Something doesn't add up, but unless there is some overwhelming reason to stay, I'd suggest kicking him out and filing for divorce.


----------



## Remee81 (May 24, 2017)

SunCMars said:


> Considering how long these affairs have been going on.....you are the affair partner...to the POS'COW's
> 
> What really hurts is the fact that his penis has spent so much time 'inside' other women. And then he brings it home for you to enjoy, afterwards and after-words of endearment.... to them....Yuk!
> 
> ...




Amen to that. Couldn't have said it better myself.


Sent from my iPhone using Tapatalk


----------



## aine (Feb 15, 2014)

MEM2020, really sorry you are discovering this after do long.

Would you tell us if you have children, their ages, what actually happened. Are you financially self sufficient, how did you find out?


----------



## MJJEAN (Jun 26, 2015)

Married but Happy said:


> Something doesn't add up, but unless there is some overwhelming reason to stay, I'd suggest kicking him out and filing for divorce.


Being middle aged, I've seen a lot of people marry and stay married while the children are minors, have their affairs, and then end the marriage by telling or letting their spouse find out " accidentally" once the youngest is no longer dependent. I wonder if that's what happened here.

OP, how long have you known about the affairs? Did the discovery come soon after the youngest reached independence?


----------



## BetrayedDad (Aug 8, 2013)

MEM20200916 said:


> What should I do?


What do you want to do?

Continue to be played for a fool for another few decades or move on with your life with your dignity intact. 

How much is self respect worth to you? He's proven who he is. Any attempt at "R" is just deluding yourself.


----------



## turnera (Jan 22, 2010)

It is a lifestyle for him. That doesn't go away. I know a guy who was looking for women a week after he was married. He just assumed it was his right as a guy. I know many other men who regularly travel to other places and line up hookers for every trip.

Are you thinking you just don't really know the real him?


----------



## Remee81 (May 24, 2017)

turnera said:


> It is a lifestyle for him. That doesn't go away. I know a guy who was looking for women a week after he was married. He just assumed it was his right as a guy. I know many other men who regularly travel to other places and line up hookers for every trip.
> 
> Are you thinking you just don't really know the real him?




My god that person sounds awful. His right is a man? How would he feel as if his wife did that? Probably throw a **** fit. Sounds like something out of the middle ages to me.

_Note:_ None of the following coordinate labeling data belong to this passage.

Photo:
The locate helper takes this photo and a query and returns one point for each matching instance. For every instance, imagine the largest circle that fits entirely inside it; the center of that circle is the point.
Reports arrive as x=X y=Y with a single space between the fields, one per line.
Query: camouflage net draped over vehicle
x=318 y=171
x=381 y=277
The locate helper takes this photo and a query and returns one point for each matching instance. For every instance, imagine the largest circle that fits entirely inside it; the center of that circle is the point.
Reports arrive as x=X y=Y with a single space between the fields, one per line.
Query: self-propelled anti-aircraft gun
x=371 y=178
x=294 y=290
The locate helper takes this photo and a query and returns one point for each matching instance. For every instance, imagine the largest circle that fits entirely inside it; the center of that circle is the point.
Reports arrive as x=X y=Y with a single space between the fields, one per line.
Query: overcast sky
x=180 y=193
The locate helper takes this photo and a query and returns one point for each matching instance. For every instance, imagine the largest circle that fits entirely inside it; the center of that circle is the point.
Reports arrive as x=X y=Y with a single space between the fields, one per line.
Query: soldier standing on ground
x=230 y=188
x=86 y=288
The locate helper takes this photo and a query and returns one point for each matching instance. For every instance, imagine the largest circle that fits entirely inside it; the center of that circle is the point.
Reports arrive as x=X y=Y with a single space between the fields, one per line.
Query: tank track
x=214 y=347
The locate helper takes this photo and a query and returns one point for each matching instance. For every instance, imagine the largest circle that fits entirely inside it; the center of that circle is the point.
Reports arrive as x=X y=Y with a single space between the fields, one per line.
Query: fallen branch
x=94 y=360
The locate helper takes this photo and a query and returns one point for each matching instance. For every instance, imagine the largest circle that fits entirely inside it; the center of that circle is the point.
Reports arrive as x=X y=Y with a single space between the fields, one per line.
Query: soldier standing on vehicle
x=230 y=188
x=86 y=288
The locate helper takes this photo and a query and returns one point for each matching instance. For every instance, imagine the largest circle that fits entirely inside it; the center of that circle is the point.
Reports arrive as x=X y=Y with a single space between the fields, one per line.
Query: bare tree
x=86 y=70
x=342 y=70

Sent from my iPhone using Tapatalk


----------



## turnera (Jan 22, 2010)

Remee81 said:


> My god that person sounds awful. His right is a man? How would he feel as if his wife did that? Probably throw a **** fit. Sounds like something out of the middle ages to me.


You'd be surprised how many men are that way. My H works with almost exclusively men, and he tells me everything that goes on - whether I want to hear it or not, lol.


----------



## Openminded (Feb 21, 2013)

Indeed there are men like that (thankfully not all). They still consider it their right as a man to cheat -- although women aren't supposed to -- because that's how it's always been. The double standard is still alive and well in some people.


----------



## EleGirl (Dec 3, 2011)

Openminded said:


> Indeed there are men like that (thankfully not all). They still consider it their right as a man to cheat -- although women aren't supposed to -- because that's how it's always been. The double standard is still alive and well in some people.

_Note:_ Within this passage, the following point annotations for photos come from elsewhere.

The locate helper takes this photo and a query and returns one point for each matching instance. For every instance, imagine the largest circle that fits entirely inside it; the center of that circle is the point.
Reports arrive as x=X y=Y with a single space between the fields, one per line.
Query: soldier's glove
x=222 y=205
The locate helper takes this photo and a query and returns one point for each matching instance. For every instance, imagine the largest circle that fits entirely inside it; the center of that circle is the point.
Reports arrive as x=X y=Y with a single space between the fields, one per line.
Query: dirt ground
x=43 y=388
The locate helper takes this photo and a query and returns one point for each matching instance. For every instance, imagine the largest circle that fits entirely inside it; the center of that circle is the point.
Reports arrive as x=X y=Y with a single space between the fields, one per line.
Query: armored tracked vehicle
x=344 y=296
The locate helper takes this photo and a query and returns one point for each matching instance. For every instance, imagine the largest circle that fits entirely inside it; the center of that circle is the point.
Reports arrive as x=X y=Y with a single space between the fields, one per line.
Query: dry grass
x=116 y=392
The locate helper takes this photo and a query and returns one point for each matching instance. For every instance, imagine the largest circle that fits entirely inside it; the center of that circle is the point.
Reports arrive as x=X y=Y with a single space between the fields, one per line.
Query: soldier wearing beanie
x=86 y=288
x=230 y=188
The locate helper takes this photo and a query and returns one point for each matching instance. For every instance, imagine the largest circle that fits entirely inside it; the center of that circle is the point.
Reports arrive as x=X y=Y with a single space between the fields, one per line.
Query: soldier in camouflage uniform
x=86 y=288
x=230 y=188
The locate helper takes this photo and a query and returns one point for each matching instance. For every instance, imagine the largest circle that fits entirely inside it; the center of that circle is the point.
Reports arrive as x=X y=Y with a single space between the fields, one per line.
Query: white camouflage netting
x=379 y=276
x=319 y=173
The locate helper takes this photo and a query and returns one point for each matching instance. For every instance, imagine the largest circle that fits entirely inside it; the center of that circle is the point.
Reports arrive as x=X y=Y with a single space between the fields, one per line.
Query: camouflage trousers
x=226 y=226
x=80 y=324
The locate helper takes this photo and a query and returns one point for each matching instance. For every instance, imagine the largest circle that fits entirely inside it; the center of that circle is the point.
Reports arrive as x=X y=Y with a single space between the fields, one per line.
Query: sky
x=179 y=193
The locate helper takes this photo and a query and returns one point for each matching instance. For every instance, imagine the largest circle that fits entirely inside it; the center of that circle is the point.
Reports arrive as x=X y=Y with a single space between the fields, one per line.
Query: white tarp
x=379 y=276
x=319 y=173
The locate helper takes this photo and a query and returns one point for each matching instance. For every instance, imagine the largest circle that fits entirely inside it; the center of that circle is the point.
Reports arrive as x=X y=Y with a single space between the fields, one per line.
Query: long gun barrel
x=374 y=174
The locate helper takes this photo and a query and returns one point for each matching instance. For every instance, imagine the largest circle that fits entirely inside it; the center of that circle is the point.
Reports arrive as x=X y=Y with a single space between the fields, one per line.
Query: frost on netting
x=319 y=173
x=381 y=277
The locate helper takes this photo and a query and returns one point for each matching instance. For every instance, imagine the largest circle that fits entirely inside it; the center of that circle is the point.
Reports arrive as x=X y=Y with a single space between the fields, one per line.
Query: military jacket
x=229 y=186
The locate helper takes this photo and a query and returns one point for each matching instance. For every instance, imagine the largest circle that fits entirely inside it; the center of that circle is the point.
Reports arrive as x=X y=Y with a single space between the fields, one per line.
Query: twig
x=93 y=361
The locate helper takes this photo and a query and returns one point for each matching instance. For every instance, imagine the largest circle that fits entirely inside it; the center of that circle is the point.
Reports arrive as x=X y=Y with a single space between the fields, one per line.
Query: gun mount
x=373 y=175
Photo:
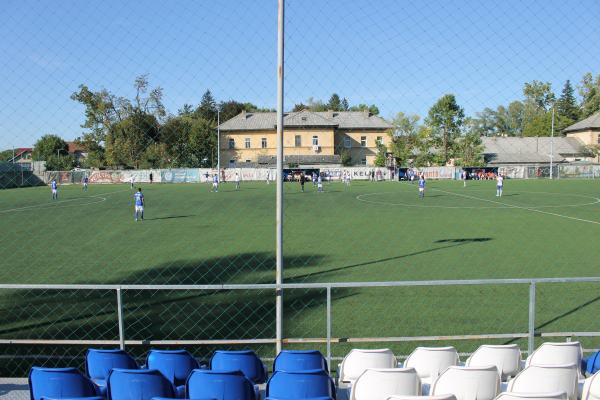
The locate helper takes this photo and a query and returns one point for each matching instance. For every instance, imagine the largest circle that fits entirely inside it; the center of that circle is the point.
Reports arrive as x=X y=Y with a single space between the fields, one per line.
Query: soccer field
x=365 y=232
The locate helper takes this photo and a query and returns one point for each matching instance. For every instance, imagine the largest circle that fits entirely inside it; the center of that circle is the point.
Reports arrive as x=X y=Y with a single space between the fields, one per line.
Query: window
x=347 y=142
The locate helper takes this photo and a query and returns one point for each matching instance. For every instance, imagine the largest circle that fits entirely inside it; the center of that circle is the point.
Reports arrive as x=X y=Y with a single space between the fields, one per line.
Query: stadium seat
x=138 y=384
x=358 y=360
x=300 y=385
x=379 y=384
x=591 y=365
x=59 y=383
x=430 y=362
x=547 y=378
x=245 y=360
x=175 y=365
x=219 y=385
x=99 y=363
x=468 y=383
x=507 y=358
x=299 y=360
x=438 y=397
x=532 y=396
x=556 y=353
x=591 y=388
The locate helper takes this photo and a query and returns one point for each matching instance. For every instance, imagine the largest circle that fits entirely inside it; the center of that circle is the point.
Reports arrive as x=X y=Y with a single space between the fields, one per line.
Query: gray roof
x=591 y=122
x=246 y=121
x=530 y=149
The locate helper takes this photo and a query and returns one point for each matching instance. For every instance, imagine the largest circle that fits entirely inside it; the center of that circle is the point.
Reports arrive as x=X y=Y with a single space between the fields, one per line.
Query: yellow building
x=310 y=138
x=587 y=131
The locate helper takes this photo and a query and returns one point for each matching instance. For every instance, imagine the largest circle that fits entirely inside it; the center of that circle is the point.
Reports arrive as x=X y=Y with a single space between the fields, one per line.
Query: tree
x=589 y=89
x=566 y=105
x=207 y=109
x=445 y=119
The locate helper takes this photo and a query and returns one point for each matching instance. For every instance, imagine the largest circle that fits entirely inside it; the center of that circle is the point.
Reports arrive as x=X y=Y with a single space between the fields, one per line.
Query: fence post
x=329 y=328
x=531 y=340
x=121 y=323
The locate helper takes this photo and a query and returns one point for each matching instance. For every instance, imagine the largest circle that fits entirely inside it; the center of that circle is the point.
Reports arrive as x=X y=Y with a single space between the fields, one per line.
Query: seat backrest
x=219 y=385
x=299 y=360
x=59 y=383
x=99 y=362
x=532 y=396
x=300 y=385
x=507 y=358
x=556 y=353
x=358 y=360
x=548 y=378
x=175 y=365
x=591 y=388
x=438 y=397
x=138 y=384
x=430 y=362
x=245 y=360
x=379 y=384
x=468 y=383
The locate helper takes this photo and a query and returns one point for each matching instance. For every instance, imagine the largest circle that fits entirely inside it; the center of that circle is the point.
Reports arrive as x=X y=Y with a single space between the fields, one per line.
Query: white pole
x=552 y=145
x=279 y=176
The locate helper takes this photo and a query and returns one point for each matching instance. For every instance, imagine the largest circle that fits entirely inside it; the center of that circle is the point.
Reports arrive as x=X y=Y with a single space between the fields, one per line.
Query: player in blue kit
x=139 y=204
x=54 y=187
x=422 y=186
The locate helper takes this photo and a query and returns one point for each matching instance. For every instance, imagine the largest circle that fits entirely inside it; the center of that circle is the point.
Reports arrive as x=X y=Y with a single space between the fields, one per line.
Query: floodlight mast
x=279 y=177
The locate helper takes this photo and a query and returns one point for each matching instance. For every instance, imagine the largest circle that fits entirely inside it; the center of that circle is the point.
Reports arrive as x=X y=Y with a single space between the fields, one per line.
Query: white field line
x=519 y=207
x=57 y=203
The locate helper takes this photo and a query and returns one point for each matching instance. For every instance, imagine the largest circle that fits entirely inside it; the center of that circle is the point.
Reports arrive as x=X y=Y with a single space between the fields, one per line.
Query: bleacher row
x=554 y=371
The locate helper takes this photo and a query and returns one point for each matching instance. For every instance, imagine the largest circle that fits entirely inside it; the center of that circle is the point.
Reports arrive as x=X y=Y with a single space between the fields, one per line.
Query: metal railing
x=328 y=339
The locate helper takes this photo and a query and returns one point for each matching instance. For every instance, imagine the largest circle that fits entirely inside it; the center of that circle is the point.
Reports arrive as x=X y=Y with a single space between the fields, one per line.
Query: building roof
x=500 y=150
x=247 y=121
x=590 y=123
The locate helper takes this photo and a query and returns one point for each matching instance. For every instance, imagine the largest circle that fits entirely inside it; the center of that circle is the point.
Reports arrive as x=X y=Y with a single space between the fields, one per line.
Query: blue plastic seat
x=300 y=385
x=175 y=365
x=138 y=384
x=99 y=363
x=219 y=385
x=245 y=360
x=59 y=383
x=299 y=360
x=591 y=365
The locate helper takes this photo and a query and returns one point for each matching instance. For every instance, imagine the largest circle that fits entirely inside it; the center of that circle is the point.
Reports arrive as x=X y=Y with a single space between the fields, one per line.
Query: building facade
x=309 y=138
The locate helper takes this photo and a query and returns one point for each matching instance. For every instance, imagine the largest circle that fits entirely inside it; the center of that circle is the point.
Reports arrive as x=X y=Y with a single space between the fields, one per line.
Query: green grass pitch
x=366 y=232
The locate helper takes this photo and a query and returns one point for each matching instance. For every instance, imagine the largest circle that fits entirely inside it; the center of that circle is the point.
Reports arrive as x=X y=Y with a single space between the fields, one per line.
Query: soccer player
x=138 y=198
x=422 y=186
x=54 y=187
x=499 y=185
x=215 y=183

When I told my MIL that I was divorcing her son because he cheated, her response was that it was his right as a man to cheat.


Of course her husband, ex's father, openly cheated on her the entire marriage. And she divorced him because of it.


----------



## Young at Heart (Jan 6, 2015)

MEM20200916 said:


> Hi, my situation is even worse. I just found out my hubby who I have been marrying for 25 years, have been cheating on me for 15 years!!!
> 
> He had one affair for 10 years, one for 2 years, and one for 1 year.
> 
> All my kids are grownup and we are both financially independent. What should I do?


There are really 2 questions you need to address. Once the facts are known, no one, not even your grown children would think you are wrong to divorce him.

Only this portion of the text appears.